Stooping so low, but sinners raising, heaven-ward by Thine eternal plan.
Thou who art God beyond all praising, all for love’s sake becamest man.

Packer concludes, “We talk glibly of the ‘Christmas spirit,’ rarely meaning more by this than sentimental jollity . . . But . . . the phrase should in fact carry a tremendous weight of meaning. It ought to mean the reproducing in human lives of the temper of Him who for our sakes became poor at the first Christmas. And the Christmas spirit itself ought to be the mark of every Christian all the year round . . . The Christmas spirit is the spirit of those who, like their Master, live their whole lives on the principle of making themselves poor – spending and being spent – to enrich their fellow men; giving time, trouble, care, and concern, to do good to others – and not just their own friends – in whatever way there seems need.[3]

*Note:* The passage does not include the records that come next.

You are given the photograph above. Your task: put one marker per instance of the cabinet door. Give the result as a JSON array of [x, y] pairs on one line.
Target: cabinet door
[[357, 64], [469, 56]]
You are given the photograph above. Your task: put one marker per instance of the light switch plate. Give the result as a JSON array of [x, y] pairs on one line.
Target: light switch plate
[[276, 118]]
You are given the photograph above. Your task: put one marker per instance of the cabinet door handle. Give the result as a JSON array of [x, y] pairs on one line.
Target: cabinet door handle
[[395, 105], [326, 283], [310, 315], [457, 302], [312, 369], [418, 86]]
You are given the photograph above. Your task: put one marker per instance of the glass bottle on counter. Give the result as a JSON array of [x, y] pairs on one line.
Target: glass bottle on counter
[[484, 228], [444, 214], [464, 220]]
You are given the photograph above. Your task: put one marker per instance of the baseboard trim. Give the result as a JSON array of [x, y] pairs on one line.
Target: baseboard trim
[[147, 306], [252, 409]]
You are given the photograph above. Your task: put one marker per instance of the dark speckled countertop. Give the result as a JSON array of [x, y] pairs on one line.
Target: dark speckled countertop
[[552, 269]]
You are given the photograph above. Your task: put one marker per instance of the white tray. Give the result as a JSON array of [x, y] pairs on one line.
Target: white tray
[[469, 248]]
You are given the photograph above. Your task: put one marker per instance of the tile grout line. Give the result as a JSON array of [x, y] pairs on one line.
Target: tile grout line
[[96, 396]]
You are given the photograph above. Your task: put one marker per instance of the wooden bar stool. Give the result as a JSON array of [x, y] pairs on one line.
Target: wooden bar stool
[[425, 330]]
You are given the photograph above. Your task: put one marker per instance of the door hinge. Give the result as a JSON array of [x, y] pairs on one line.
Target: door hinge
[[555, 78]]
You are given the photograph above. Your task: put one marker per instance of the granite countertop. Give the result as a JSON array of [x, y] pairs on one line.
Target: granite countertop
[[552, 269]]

Thou who art love beyond all telling, Savior and King, we worship Thee.
Emmanuel, within us dwelling, make us what Thou wouldst have us be.
Thou who art love beyond all telling, Savior and King, we worship Thee.

Follow this link to enjoy Steve Green’s lovely and worshipful rendition of this hymn.

[1] J. I. Packer, Knowing God (Downers Grove, IL: InterVarsity Press, 1973), p. 51.

[2] J. I. Packer, Knowing God (Downers Grove, IL: InterVarsity Press, 1973), pp. 50-51.

[3] J. I. Packer, Knowing God (Downers Grove, IL: InterVarsity Press, 1973), pp. 55-56.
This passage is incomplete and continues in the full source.